Avian flu poses a very small risk to humans. In the last 25 years, less than 500 people have died as a result of the virus jumping from birds to humans. Among bird populations, however, it’s absolutely devastating.
Since the current outbreak began, more than 50.54 million birds in the United States alone have succumbed to avian flu, making it the worst outbreak and the worst animal health disaster in U.S. history. The flu affects both wild and domestic flocks, including chickens, turkeys, and other farm species.
As such, humans haven’t gone unaffected by the virus’ ravages of the country’s bird population. Poultry and egg prices have skyrocketed as a result of the diminished populations throughout U.S. farms.
The outbreak began in February, infecting poultry and other birds in 46 states, according to data collected by the USDA. It then spread through the migration of wild birds, including ducks, mallards, and hawks, which carry the virus in their feces and feathers.

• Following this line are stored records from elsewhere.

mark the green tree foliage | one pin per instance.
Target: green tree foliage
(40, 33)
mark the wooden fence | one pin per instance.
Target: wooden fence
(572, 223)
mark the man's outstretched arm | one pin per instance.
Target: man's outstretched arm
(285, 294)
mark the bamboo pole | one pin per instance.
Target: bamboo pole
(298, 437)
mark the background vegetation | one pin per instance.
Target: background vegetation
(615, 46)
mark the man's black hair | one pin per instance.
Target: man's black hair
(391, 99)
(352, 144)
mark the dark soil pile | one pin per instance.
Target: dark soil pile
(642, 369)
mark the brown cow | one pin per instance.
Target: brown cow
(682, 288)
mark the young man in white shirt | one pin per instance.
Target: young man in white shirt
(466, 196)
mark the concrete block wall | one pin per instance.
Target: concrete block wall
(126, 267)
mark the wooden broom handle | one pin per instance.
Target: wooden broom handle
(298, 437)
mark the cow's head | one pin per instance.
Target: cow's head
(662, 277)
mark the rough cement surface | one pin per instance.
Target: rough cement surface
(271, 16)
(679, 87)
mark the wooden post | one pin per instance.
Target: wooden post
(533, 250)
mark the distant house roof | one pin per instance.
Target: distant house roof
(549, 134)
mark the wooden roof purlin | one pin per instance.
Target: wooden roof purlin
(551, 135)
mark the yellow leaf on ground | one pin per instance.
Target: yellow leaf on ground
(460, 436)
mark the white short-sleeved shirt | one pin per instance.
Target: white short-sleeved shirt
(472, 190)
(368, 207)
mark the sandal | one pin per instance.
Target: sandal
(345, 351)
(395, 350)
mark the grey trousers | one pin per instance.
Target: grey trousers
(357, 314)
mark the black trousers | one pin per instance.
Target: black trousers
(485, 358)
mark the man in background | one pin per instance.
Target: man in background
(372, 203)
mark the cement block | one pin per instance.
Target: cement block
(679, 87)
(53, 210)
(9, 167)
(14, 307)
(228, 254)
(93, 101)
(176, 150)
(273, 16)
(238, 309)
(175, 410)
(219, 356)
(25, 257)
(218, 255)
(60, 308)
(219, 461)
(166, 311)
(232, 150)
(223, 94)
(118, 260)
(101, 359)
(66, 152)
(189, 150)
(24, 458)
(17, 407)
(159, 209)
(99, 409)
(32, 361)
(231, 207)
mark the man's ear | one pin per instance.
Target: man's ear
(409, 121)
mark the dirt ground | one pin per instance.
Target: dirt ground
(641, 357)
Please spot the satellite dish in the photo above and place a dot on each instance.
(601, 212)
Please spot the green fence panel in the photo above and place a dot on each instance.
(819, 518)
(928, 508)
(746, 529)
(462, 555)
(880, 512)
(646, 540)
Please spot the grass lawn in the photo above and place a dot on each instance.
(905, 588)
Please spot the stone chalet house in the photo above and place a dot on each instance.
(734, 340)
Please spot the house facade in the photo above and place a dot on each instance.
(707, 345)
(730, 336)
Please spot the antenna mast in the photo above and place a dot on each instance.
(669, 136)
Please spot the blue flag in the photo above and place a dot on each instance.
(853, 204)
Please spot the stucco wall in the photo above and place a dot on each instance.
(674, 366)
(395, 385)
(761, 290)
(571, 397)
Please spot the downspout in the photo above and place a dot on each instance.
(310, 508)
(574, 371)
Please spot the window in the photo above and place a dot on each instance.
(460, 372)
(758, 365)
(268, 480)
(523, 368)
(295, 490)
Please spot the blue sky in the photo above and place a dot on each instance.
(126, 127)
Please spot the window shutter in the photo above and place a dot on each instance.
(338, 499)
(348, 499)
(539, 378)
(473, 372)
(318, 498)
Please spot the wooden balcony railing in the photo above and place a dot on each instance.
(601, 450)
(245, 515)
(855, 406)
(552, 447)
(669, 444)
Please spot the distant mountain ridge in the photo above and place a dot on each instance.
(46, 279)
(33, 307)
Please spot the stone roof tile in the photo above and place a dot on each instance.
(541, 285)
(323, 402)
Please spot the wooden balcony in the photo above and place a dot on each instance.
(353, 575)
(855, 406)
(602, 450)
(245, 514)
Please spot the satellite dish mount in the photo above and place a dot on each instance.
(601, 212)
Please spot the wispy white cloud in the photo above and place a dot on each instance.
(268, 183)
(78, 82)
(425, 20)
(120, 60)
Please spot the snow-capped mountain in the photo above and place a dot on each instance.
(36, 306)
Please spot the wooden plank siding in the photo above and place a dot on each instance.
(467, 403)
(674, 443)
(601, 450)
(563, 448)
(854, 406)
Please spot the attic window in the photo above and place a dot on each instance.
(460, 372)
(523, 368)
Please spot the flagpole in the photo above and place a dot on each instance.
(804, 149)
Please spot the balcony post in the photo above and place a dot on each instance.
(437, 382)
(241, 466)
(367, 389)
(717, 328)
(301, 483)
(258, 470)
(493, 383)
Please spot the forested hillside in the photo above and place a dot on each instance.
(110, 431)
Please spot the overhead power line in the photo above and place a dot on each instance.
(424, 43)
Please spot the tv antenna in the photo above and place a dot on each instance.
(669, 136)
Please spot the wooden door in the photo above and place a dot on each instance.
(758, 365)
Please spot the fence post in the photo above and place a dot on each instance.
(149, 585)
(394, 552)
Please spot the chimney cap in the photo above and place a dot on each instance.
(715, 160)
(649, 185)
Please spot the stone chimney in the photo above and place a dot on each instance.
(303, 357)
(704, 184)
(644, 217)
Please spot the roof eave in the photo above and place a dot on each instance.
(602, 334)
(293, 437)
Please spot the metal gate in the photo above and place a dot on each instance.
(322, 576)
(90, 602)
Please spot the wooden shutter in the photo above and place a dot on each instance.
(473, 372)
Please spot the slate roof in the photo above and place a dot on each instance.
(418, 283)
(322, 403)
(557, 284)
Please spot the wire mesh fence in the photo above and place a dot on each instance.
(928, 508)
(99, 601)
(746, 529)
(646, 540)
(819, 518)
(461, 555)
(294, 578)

“Wild birds continue to spread HPAI throughout the country as they migrate, so preventing contact between domestic flocks and wild birds is critical to protecting U.S. poultry,” Rosemary Sifford, the USDA’s chief veterinary officer, told Reuters.
Turkey farms have been hit the hardest by the avian flu outbreak. More than 70 percent of the commercial poultry farms infected are turkey farms, leading government agencies to study these farms in an effort to prevent future outbreaks.
CDC Recommends Avoiding Sick, Dead Birds Amid Avian Flu Outbreak
Again, avian flu poses little risk to humans. That said, the CDC still recommends avoiding sick and dead birds to remove any risk of contracting the virus.
The Humane Society Veterinary Medical Association also advised the removal of outdoor bird feeders. Though a cheerful addition to any yard, they promote the spread of avian flu.
“The Highly Pathogenic Avian Influenza is spread in the droppings and respiratory secretions of infected birds and can be easily transmitted on objects contaminated with virus particles,” Dr. Gail Henson, DVM, MPH, explained. “The virus is tough and can survive cold and freezing temperatures.”
“Bird feeders encourage different types of birds to gather together,” she added. “The virus could easily be exchanged between them. And the shared surfaces may continue to harbor the virus for a time.”
In 2015, only about 30% of avian flu cases were traced directly to wild birds. This year, however, that number spiked to 85 percent, leading both human and animal health professionals to advise caution. The number of bird deaths has already topped the previous record of 50.5 million birds and continues to rise.
So far, only one human case has been reported, according to the CDC. The case of human avian flu occurred in New Mexico back in April. No additional cases have been reported since.